16 Feature Distribution
This method extends the univariate Feature Histogram method to visualize the distribution of two numerical features on a scatter plot. It helps reveal patterns such as correlations, clusters, trends, or outliers.

16.2 Marginal Distribution
Marginal distributions (the distribution of a single feature) are plotted at the top and the right of the scatter plot. Users can choose the plot type from the dropdown menu.

gaussian fit: provides a kernel-density estimate using Gaussian kernels. It uses gaussian_kde from scipy.stats and sets all parameters to default values.
16.3 2D Gaussian Mixture Model
Using the same method as fitting a 1D Gaussian Mixture Model, users can fit a 2D GMM by specifying Max Components and Min Weight Threshold for each color group.
Ellipses that capture approximately 95% of the points in each subcomponent are drawn. The color of the ellipses is determined by the color group that the subcomponent belongs to.
Each ellipse represents a subcomponent of the GMM.
Center of the ellipse is the mean of the subcomponent (\(\mu_x, \mu_y\)).
The ellipse is rotated by \(\theta = \arctan2\!\left(v_{1y}, v_{1x} \right)\), where \(\mathbf{v}_1 = \begin{bmatrix} v_{1x} \\ v_{1y} \end{bmatrix}\) is the first eigenvector of the covariance matrix, so that the major axis of the ellipse is aligned with the eigenvector corresponding to the largest eigenvalue.
The semi-axis lengths are \(r\sqrt{\lambda_1}\) and \(r\sqrt{\lambda_2}\), where \(\lambda_1\) and \(\lambda_2\) are the covariance eigenvalues (variances along the principal axes) scaled by \(r = \sqrt{\chi^2_{\,\mathrm{df}=2,\,p=0.95}}\) (Mahalanobis distance) that captures approximately 95% of the points in the subcomponent.
All the components below will be rendered for each color group, which is created by user-chosen categorical features in Color by.

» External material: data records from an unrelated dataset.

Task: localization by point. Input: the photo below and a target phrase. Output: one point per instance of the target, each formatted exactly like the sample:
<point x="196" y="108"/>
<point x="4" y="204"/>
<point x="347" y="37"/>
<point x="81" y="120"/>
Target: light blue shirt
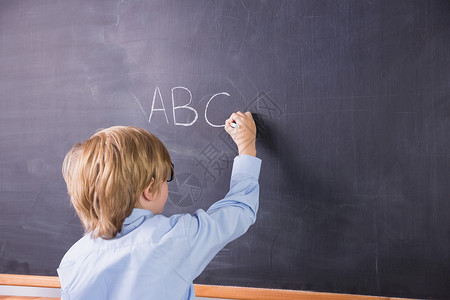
<point x="155" y="257"/>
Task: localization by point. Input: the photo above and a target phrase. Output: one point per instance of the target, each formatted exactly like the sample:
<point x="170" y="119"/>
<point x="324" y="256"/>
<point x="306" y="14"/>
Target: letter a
<point x="157" y="109"/>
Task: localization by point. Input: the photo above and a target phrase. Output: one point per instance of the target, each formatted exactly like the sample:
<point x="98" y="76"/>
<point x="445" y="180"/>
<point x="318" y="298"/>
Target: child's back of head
<point x="106" y="173"/>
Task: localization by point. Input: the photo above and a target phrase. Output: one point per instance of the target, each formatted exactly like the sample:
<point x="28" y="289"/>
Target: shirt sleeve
<point x="208" y="232"/>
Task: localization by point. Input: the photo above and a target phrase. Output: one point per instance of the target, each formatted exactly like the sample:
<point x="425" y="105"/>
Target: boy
<point x="117" y="182"/>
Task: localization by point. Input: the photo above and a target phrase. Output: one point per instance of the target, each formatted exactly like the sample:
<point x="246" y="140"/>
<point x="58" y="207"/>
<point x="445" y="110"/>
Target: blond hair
<point x="106" y="174"/>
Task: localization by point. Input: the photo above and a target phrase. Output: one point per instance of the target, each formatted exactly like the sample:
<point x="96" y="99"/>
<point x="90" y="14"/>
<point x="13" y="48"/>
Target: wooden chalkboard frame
<point x="210" y="291"/>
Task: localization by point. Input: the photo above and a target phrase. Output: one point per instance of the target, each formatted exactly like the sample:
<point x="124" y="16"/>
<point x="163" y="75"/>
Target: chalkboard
<point x="352" y="104"/>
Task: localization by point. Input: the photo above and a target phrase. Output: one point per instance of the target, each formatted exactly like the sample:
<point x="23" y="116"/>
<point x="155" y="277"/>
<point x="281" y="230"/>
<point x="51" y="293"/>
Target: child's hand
<point x="244" y="134"/>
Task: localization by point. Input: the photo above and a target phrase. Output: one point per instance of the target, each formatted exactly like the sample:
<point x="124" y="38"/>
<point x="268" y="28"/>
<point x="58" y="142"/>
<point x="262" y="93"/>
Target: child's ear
<point x="148" y="193"/>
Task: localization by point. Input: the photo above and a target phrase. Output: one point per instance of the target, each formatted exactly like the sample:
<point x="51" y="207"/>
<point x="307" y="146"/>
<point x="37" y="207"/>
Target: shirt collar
<point x="133" y="221"/>
<point x="136" y="214"/>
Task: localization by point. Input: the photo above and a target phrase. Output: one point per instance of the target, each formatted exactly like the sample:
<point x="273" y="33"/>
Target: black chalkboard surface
<point x="353" y="111"/>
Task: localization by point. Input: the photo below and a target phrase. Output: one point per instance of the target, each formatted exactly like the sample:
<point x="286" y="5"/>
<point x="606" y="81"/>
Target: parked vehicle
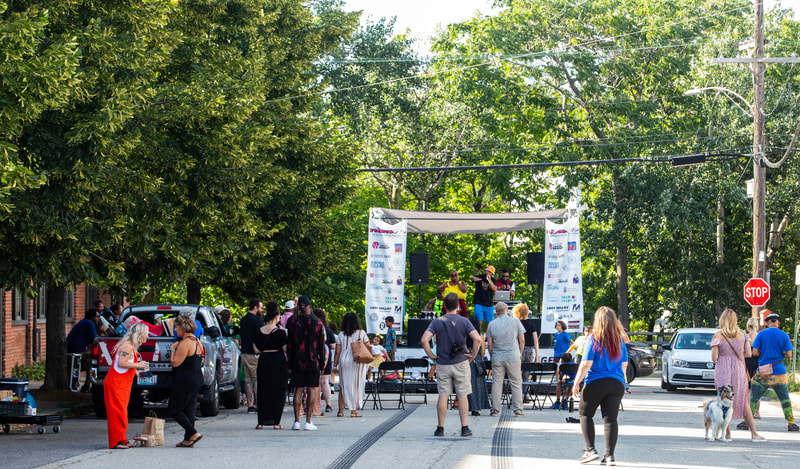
<point x="220" y="362"/>
<point x="687" y="359"/>
<point x="641" y="360"/>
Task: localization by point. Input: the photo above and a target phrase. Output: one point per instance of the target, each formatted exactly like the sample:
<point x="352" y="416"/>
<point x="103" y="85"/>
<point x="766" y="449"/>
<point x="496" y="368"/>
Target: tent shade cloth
<point x="467" y="223"/>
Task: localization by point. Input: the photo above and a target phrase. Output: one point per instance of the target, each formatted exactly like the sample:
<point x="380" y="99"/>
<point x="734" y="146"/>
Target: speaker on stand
<point x="536" y="273"/>
<point x="419" y="273"/>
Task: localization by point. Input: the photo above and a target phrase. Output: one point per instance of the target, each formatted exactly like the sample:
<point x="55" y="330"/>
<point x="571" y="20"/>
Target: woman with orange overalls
<point x="117" y="385"/>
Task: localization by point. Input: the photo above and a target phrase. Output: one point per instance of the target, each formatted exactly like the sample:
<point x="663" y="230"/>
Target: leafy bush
<point x="34" y="371"/>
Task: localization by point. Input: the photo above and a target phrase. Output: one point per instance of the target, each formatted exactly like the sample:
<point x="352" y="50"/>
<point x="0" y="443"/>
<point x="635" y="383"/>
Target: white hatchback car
<point x="686" y="361"/>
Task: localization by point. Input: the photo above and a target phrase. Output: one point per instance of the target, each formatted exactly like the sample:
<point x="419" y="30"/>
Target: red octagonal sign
<point x="756" y="292"/>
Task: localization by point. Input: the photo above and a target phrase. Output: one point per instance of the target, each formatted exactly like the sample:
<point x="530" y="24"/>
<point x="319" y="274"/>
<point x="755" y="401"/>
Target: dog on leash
<point x="717" y="414"/>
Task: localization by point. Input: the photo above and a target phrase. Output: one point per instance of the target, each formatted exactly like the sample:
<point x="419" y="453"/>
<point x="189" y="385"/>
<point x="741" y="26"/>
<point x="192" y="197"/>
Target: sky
<point x="423" y="16"/>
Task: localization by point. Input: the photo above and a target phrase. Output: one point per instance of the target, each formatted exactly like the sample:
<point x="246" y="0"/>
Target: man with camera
<point x="452" y="363"/>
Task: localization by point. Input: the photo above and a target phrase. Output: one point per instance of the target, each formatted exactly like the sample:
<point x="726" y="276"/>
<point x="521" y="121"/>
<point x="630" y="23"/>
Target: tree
<point x="76" y="143"/>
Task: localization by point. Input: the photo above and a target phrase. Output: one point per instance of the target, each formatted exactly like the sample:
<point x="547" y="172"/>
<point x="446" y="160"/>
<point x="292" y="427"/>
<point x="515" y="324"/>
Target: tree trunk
<point x="56" y="366"/>
<point x="193" y="292"/>
<point x="720" y="252"/>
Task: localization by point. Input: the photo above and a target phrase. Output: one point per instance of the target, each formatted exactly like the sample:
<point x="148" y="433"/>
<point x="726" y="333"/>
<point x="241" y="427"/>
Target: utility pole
<point x="759" y="144"/>
<point x="759" y="62"/>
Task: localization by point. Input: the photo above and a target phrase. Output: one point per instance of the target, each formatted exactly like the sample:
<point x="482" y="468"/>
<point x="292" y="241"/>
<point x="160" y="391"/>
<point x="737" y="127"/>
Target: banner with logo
<point x="563" y="281"/>
<point x="386" y="269"/>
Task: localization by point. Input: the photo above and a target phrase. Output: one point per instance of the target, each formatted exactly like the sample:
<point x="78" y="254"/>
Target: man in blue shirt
<point x="771" y="346"/>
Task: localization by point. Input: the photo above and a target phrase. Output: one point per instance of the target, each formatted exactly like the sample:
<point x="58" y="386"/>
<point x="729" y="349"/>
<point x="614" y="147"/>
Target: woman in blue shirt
<point x="605" y="359"/>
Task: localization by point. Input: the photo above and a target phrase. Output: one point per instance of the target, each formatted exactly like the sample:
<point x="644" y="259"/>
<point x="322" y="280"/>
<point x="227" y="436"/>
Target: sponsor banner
<point x="386" y="268"/>
<point x="563" y="281"/>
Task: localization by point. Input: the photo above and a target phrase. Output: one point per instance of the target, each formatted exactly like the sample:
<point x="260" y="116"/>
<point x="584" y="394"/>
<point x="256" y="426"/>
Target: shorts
<point x="484" y="313"/>
<point x="305" y="379"/>
<point x="250" y="363"/>
<point x="456" y="375"/>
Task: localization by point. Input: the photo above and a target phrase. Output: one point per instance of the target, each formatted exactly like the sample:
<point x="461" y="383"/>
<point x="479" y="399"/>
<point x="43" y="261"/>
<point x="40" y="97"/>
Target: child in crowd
<point x="378" y="352"/>
<point x="391" y="337"/>
<point x="567" y="379"/>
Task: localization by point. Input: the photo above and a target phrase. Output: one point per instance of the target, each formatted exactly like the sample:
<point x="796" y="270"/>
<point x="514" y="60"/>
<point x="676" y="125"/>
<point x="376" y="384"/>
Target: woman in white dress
<point x="352" y="375"/>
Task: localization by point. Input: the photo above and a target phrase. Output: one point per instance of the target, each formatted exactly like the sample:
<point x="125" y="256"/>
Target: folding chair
<point x="416" y="385"/>
<point x="393" y="386"/>
<point x="529" y="380"/>
<point x="545" y="373"/>
<point x="565" y="371"/>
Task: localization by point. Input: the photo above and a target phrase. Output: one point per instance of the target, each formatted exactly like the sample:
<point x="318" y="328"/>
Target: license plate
<point x="148" y="380"/>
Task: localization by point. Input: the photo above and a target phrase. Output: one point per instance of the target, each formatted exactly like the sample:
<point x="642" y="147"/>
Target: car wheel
<point x="209" y="406"/>
<point x="231" y="399"/>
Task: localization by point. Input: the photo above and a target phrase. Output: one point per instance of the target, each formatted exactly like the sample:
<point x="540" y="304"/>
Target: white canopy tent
<point x="468" y="223"/>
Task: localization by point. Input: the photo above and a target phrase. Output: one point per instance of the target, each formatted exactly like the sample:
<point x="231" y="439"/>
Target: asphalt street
<point x="657" y="430"/>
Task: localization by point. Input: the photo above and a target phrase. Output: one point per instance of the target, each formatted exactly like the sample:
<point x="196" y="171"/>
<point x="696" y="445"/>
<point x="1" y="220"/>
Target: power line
<point x="676" y="160"/>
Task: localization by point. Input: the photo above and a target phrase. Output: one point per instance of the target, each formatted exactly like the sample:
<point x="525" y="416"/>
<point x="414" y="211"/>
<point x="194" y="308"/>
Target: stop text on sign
<point x="756" y="292"/>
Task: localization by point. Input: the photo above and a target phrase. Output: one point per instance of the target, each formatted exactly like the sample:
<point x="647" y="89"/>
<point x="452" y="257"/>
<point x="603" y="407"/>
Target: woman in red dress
<point x="117" y="385"/>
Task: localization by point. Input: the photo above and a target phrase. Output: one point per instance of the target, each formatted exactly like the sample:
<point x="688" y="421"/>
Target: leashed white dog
<point x="717" y="414"/>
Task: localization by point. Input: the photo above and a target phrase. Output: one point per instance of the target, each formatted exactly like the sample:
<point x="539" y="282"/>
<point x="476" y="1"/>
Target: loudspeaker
<point x="532" y="325"/>
<point x="535" y="268"/>
<point x="419" y="269"/>
<point x="417" y="327"/>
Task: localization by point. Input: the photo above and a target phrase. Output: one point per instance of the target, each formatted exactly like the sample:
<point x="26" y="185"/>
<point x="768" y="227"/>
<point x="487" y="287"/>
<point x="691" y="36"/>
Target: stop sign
<point x="756" y="292"/>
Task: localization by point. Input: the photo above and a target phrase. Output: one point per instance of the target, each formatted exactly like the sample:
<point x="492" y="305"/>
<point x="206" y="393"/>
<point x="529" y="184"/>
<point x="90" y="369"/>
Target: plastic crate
<point x="15" y="408"/>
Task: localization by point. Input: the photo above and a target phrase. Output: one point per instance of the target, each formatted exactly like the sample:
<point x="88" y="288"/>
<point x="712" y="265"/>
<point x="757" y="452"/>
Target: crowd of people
<point x="298" y="345"/>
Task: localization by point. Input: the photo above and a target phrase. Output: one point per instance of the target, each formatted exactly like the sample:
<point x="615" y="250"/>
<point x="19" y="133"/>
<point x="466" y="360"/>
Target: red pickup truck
<point x="221" y="362"/>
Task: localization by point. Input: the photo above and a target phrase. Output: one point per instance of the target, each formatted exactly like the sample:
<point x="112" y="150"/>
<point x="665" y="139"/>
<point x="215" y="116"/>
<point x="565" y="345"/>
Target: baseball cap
<point x="303" y="301"/>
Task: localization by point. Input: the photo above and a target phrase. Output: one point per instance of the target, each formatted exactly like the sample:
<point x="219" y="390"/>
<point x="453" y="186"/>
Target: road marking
<point x="351" y="454"/>
<point x="501" y="441"/>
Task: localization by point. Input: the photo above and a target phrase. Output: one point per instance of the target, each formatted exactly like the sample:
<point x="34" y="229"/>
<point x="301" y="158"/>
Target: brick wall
<point x="19" y="337"/>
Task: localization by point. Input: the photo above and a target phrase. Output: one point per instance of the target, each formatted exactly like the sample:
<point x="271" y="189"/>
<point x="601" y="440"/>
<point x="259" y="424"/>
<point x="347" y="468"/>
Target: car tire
<point x="232" y="399"/>
<point x="209" y="406"/>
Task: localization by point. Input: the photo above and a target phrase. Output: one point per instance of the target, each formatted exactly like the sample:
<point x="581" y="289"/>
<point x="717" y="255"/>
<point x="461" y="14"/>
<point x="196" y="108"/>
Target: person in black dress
<point x="330" y="342"/>
<point x="273" y="370"/>
<point x="187" y="379"/>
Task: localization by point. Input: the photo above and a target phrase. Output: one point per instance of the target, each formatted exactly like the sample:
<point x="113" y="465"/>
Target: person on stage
<point x="484" y="294"/>
<point x="454" y="285"/>
<point x="505" y="283"/>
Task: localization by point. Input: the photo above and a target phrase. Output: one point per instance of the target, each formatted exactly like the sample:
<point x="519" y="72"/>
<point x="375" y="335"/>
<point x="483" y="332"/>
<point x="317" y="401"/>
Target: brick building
<point x="23" y="323"/>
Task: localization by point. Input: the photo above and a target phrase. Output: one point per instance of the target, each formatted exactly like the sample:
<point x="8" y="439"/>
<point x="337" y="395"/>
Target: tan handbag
<point x="361" y="352"/>
<point x="154" y="426"/>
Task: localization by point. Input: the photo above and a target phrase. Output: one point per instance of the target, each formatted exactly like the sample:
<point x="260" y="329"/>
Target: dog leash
<point x="737" y="355"/>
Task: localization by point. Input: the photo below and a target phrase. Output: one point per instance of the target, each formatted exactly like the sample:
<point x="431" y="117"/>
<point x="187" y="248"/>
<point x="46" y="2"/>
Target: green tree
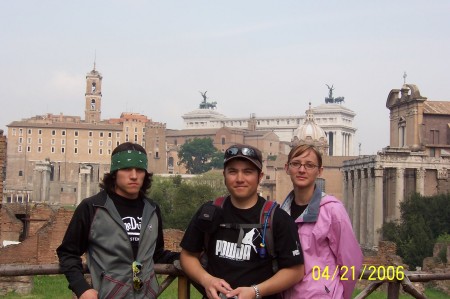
<point x="199" y="155"/>
<point x="422" y="221"/>
<point x="179" y="199"/>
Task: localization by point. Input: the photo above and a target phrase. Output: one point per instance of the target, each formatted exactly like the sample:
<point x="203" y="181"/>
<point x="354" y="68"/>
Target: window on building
<point x="432" y="152"/>
<point x="434" y="136"/>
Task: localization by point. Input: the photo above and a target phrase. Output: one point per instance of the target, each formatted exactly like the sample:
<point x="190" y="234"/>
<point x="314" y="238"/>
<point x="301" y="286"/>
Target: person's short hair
<point x="301" y="148"/>
<point x="109" y="179"/>
<point x="243" y="151"/>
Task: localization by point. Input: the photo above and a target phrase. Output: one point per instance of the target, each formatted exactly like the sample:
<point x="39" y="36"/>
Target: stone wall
<point x="2" y="162"/>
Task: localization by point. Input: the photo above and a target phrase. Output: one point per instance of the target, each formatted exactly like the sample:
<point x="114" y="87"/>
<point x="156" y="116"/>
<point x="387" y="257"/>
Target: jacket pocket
<point x="113" y="288"/>
<point x="151" y="286"/>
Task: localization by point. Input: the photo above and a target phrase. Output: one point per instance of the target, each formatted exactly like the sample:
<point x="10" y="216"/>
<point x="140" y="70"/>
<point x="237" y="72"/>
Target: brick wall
<point x="46" y="236"/>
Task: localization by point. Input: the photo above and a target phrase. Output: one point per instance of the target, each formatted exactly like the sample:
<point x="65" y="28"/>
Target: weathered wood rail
<point x="395" y="280"/>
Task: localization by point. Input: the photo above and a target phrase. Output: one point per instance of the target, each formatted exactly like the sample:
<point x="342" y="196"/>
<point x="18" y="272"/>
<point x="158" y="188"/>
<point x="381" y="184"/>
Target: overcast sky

Users can click on a legend group to hide/show the data points in that group. In the above example, to avoid cluttering the plot, the orange group is hidden.
Tables of subcomponents’ means, standard deviations, and weights are reported on the side.

The classification result can be saved by clicking:

The classification is done by hard assignment to determine which GMM component each data point belongs to. It appends a new categorical feature column called 2D_GMM_group to the filtered dataset, the values of which are {color_group}_group1, {color_group}_group2, etc. The downloaded dataset keeps all the features plus the new categorical feature column, which is recognized by any method in Data Analysis as a categorical feature like others. The rows that pass the filters are included.
16.4 Regression line
A linear regression line is fitted to the data points in each color group. The key statistics are reported on the side.

\(R^{2}\) tells how much of the variability in \(y\) is captured by the model, compared to just predicting the \(\bar{y}\).
- \(R^{2} = 1\) → perfect prediction.
- \(R^{2} = 0\) → model predicts no better than the mean.